The Burnt Country: Joy Rhoades

GENRE: HISTORICAL FICTION

My friend, Margie, gave me this fabulous book when I was leaving Ivanhoe. It is the story of Kate, a grazier somewhere in the New England, after World War II.

The poor bitch has to deal with every bloody prejudice you can imagine: Her husband wants a divorce so he can marry another sheila and he is blackmailing her for money by accusing her of adultery with an Italian POW. Her father, just before he died, had raped an Aboriginal girl, and so now poor bloody Kate has an Aboriginal half-sister and a responsibility towards the chick her father impregnated. Trouble is that she loves them both.

She is trying to stop the Welfare Board taking the child away because such kids should not be with their mothers. They should be raised by white families. She is white, but not a family while the stigma of impending divorce hangs in the air.

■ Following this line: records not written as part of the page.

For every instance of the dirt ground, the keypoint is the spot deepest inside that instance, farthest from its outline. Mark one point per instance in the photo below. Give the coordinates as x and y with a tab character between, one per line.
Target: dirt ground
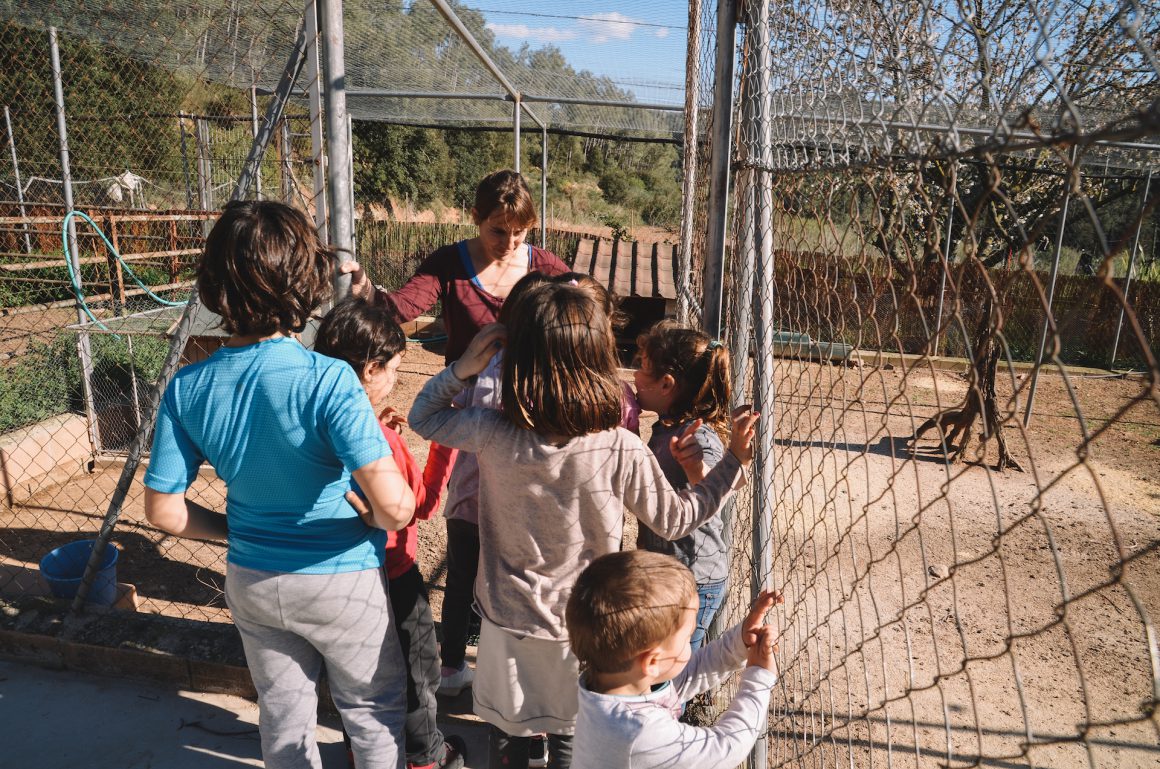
935	615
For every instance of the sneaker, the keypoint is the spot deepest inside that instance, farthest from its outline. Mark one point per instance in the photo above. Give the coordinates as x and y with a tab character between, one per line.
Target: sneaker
455	754
456	682
537	751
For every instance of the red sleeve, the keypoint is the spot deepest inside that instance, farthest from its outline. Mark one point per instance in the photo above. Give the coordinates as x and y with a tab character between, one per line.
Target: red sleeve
440	463
422	290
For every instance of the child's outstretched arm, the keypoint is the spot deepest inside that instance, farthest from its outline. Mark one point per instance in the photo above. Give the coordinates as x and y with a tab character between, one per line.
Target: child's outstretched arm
674	745
389	501
672	514
433	416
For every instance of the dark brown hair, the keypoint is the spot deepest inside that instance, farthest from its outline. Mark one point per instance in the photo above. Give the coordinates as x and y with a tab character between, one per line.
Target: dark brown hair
506	190
607	300
510	305
698	364
625	603
559	364
263	269
360	333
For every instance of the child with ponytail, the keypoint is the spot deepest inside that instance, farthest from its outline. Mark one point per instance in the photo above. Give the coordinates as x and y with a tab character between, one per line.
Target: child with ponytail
556	472
683	377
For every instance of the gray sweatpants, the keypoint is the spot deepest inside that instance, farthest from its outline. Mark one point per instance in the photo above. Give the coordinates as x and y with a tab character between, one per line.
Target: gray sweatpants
291	624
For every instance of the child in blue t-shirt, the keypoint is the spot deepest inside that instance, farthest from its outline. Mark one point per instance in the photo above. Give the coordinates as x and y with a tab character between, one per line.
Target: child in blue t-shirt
287	429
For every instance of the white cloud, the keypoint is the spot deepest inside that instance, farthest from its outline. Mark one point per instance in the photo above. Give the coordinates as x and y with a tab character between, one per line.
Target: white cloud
531	34
608	27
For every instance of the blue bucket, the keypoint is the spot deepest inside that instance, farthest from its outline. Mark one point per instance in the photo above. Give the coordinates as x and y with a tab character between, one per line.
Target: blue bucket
64	567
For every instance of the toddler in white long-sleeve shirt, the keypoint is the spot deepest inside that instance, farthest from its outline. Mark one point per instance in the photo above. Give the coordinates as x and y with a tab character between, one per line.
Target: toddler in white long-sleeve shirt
630	618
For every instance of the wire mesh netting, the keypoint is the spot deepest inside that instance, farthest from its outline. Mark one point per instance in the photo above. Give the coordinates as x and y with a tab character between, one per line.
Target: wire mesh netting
939	209
942	298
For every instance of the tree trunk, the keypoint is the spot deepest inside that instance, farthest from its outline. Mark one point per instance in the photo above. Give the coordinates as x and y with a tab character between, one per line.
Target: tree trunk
980	401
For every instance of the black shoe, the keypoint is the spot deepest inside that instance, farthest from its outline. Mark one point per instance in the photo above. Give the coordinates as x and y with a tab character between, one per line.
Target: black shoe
455	753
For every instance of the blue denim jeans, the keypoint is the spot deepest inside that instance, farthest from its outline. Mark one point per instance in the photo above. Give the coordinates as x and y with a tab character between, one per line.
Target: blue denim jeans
710	597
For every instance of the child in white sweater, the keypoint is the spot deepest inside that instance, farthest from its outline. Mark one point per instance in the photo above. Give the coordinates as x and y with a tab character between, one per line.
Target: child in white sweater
630	618
556	472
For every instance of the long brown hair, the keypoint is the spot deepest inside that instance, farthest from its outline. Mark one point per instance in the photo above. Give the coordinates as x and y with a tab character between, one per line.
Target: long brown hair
263	268
700	367
559	364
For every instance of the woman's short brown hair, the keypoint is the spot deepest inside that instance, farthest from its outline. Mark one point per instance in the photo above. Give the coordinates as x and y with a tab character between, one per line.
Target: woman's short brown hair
625	603
559	363
698	364
263	269
507	191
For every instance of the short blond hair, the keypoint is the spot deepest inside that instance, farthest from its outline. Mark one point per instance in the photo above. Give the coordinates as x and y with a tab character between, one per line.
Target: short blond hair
625	603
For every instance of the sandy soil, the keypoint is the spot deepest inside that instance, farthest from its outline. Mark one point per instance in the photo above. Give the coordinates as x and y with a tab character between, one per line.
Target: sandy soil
935	615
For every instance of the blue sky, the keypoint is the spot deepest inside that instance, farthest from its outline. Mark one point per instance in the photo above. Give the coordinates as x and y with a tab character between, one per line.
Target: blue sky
637	43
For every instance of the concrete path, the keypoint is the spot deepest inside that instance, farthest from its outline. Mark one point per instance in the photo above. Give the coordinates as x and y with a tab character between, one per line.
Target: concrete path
60	719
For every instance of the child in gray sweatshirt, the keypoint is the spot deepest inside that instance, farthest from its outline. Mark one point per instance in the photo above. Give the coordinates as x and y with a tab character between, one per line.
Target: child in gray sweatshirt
630	618
556	473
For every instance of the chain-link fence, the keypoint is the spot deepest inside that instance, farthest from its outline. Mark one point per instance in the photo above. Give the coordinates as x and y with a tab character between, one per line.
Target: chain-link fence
146	156
937	210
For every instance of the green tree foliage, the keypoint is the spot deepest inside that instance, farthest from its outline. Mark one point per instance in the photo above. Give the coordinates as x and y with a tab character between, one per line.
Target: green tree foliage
104	92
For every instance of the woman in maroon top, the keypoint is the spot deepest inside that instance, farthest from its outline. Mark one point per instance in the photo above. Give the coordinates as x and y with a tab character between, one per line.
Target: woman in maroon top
472	278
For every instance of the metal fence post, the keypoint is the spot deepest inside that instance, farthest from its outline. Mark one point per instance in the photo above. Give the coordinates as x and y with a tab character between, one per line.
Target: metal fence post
15	173
317	144
689	165
763	387
204	167
945	263
253	136
1131	266
84	349
340	176
543	187
515	129
719	167
185	160
1051	291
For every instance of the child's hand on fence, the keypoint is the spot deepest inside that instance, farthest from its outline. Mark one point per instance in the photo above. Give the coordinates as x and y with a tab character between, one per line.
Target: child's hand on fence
688	452
740	439
392	419
761	653
760	638
487	342
360	284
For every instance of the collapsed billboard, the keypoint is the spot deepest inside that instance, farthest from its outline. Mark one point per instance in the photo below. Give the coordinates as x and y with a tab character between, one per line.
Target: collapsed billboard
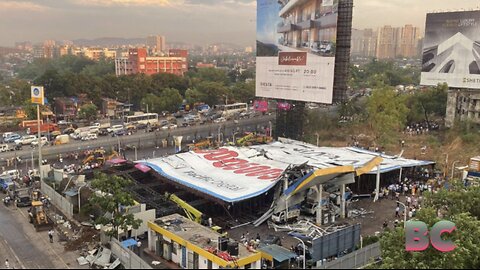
451	49
296	46
228	173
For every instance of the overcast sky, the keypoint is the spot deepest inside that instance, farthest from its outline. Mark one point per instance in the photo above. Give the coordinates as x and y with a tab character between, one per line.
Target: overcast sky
193	21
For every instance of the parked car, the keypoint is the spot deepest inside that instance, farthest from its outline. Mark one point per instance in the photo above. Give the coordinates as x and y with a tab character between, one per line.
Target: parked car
89	137
170	126
4	148
119	132
23	201
142	126
220	120
25	140
12	138
102	132
115	128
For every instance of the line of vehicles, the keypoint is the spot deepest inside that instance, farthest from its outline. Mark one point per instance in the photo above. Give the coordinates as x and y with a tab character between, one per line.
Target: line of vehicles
63	132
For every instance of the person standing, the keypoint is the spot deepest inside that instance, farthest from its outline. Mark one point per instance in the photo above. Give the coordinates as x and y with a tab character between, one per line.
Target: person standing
397	212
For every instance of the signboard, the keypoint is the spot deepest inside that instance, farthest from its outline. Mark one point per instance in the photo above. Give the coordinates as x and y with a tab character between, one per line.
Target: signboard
37	95
296	46
451	50
228	173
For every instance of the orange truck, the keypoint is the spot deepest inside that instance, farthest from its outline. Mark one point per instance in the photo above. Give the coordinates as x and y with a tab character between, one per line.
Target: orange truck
44	128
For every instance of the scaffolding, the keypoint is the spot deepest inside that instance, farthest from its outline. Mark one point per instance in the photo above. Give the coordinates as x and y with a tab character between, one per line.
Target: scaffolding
342	57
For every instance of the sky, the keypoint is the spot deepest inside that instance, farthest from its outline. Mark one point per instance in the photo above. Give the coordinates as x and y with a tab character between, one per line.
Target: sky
193	21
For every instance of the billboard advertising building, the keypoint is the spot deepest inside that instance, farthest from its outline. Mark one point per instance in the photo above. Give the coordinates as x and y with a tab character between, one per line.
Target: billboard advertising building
296	47
451	52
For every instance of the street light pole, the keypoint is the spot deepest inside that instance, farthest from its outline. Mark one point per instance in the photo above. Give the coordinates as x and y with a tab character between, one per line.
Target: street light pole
303	243
453	168
404	214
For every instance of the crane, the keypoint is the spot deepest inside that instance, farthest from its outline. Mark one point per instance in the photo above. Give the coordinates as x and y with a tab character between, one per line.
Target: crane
191	212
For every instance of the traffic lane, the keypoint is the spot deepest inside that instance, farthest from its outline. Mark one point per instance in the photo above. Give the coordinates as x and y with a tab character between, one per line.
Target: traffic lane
16	237
253	123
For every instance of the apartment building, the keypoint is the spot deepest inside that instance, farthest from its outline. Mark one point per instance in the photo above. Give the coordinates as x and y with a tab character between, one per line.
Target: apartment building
309	25
138	61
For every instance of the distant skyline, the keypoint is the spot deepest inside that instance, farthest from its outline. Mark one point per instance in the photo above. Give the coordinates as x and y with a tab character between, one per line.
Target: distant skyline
199	22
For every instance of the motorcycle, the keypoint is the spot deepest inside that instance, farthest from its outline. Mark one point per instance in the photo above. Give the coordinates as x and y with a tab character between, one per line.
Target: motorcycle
7	201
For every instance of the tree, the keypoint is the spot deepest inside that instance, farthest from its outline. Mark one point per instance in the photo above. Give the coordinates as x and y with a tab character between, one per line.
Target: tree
243	92
428	103
170	99
113	201
459	205
387	113
88	112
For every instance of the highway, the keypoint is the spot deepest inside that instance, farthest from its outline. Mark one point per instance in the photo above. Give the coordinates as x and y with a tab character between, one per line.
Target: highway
143	140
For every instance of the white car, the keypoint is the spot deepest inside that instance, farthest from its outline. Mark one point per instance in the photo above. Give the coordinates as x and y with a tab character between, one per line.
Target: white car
89	137
25	140
220	120
114	128
44	142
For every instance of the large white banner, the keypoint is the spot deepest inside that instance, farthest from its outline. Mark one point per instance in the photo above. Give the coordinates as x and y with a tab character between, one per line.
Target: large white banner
451	49
296	46
230	174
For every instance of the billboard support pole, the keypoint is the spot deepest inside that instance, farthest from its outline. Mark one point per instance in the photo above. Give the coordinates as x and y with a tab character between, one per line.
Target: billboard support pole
39	144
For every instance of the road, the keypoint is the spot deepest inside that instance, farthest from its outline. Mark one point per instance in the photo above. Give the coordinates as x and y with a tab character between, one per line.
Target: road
27	249
144	140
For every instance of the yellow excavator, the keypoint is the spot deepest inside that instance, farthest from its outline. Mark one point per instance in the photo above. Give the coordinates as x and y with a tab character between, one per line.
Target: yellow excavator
100	156
191	212
39	218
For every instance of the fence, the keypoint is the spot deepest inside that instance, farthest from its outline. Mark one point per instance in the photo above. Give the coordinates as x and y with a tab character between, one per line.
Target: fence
60	202
356	259
128	258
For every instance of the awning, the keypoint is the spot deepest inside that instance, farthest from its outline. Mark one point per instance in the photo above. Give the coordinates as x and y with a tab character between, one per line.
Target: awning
129	242
278	253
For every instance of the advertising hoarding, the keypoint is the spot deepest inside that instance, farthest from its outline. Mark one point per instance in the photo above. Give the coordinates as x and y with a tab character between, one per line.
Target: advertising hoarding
296	46
451	49
37	95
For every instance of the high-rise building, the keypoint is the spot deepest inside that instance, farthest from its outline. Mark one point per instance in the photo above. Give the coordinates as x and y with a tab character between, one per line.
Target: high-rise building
364	43
138	61
156	44
387	42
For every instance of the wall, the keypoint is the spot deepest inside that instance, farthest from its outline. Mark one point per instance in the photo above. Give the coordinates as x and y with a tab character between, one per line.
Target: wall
128	258
58	200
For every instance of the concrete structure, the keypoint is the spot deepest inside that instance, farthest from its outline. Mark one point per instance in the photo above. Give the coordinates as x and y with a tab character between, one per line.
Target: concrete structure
114	109
307	22
462	105
409	42
138	61
185	243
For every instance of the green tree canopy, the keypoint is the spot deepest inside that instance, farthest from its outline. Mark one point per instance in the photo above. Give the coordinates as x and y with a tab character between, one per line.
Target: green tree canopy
459	205
88	112
113	200
387	113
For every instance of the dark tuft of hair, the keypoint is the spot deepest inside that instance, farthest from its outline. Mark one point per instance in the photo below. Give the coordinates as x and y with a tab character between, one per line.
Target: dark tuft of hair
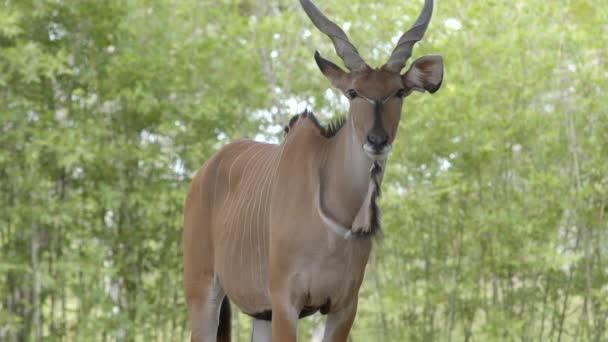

 There’s also a kid who lives with her because he is an orphan, but the kid’s grandmother in Sydney is upset that Kate is about to be divorced and wants him to go and live with his cruel great-uncle who is secretly rustling Kate’s sheep. The next-door neighbour employs the great-unc. as his overseer and he is a misogynistic mongrel who gambles his money away but refuses to pay Kate the money he owes her for some sheep she has sold him. He tells her he is witholding her cheque because she insists on backburning and he is sure her fires are going to get away.

The bank manager will not approve a loan to pay out the husband who is blackmailing her, simply because she is a woman, and the rural fire control officer hits on her. The mailman spreads gossip and then her Italian POW friend returns to the district and she realises she does love him and they have it off. Secretly of course …

And then there is a fire … Thank you, Margie. Great gift. I couldn’t put it down.